Niret and Nikhil Alva, creators of Indian Idol and Fame Gurukul, arrived on the reality TV platform way before Abhijit Sawant and Qazi Touqeer made it a household favourite, says Sourish Bhattacharyya

Javed Akhtar used to wonder whether Kashmir had really been mainstreamed into India as we would like to believe. After over four months as Fame Gurukul judge, the poet is no longer wracked by self-doubt. There's no way Qazi Touqeer would've walked away with the top honour and millions of best wishes had only the Valley voted for him.

His victory, Akhtar told the show's creator, Niret Alva, was small-town India's way of telling the world that though it couldn't make a real difference to the Valley's political situation, it could at least vote for Qazi and make Kashmir bond with India.

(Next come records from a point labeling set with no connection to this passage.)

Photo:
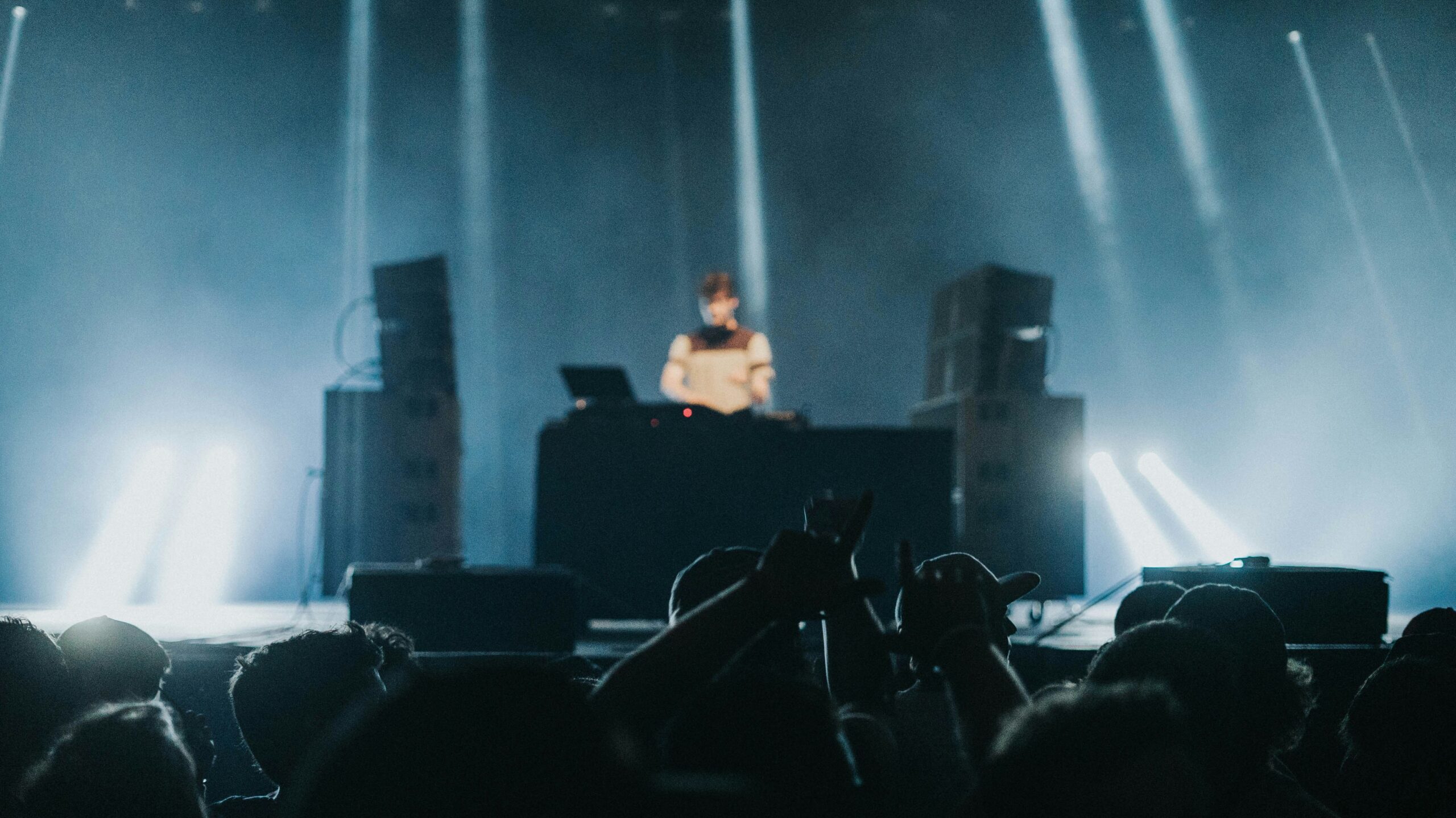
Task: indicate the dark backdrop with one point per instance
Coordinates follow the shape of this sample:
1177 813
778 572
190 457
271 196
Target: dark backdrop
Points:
171 240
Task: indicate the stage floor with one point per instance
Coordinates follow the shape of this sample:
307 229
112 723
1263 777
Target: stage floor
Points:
248 625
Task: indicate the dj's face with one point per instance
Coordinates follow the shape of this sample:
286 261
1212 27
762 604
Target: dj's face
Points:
719 310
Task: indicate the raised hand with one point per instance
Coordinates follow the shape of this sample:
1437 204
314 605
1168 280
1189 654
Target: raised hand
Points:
942 601
809 572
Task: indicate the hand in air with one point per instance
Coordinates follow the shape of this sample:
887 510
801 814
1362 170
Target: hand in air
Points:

Voiceless Indians like the 36-year-old Jabalpur housewife and mother of two who has run up a cellphone bill of a lakh in a month and a half because she kept SMSing from five in the morning to bail out Qazi, may have achieved what the country's leadership hasn't. They may have ended the Valley's deep-rooted sense of alienation, which Niret was reporting as a television journalist working for the news video magazine,

Eyewitness, 15 years ago. In just one Fame Gurukul episode, Qazi got 48 lakh SMSs in his support.

"Now, we're looking at the fallout of the Qazi phenomenon," says Niret, who's jet-hopping across the country for the early rounds of Indian Idol II, which goes on air on November 21. "This year, we have been swamped with entries from towns in Kashmir I had never heard of." Coming from Niret, it means a lot.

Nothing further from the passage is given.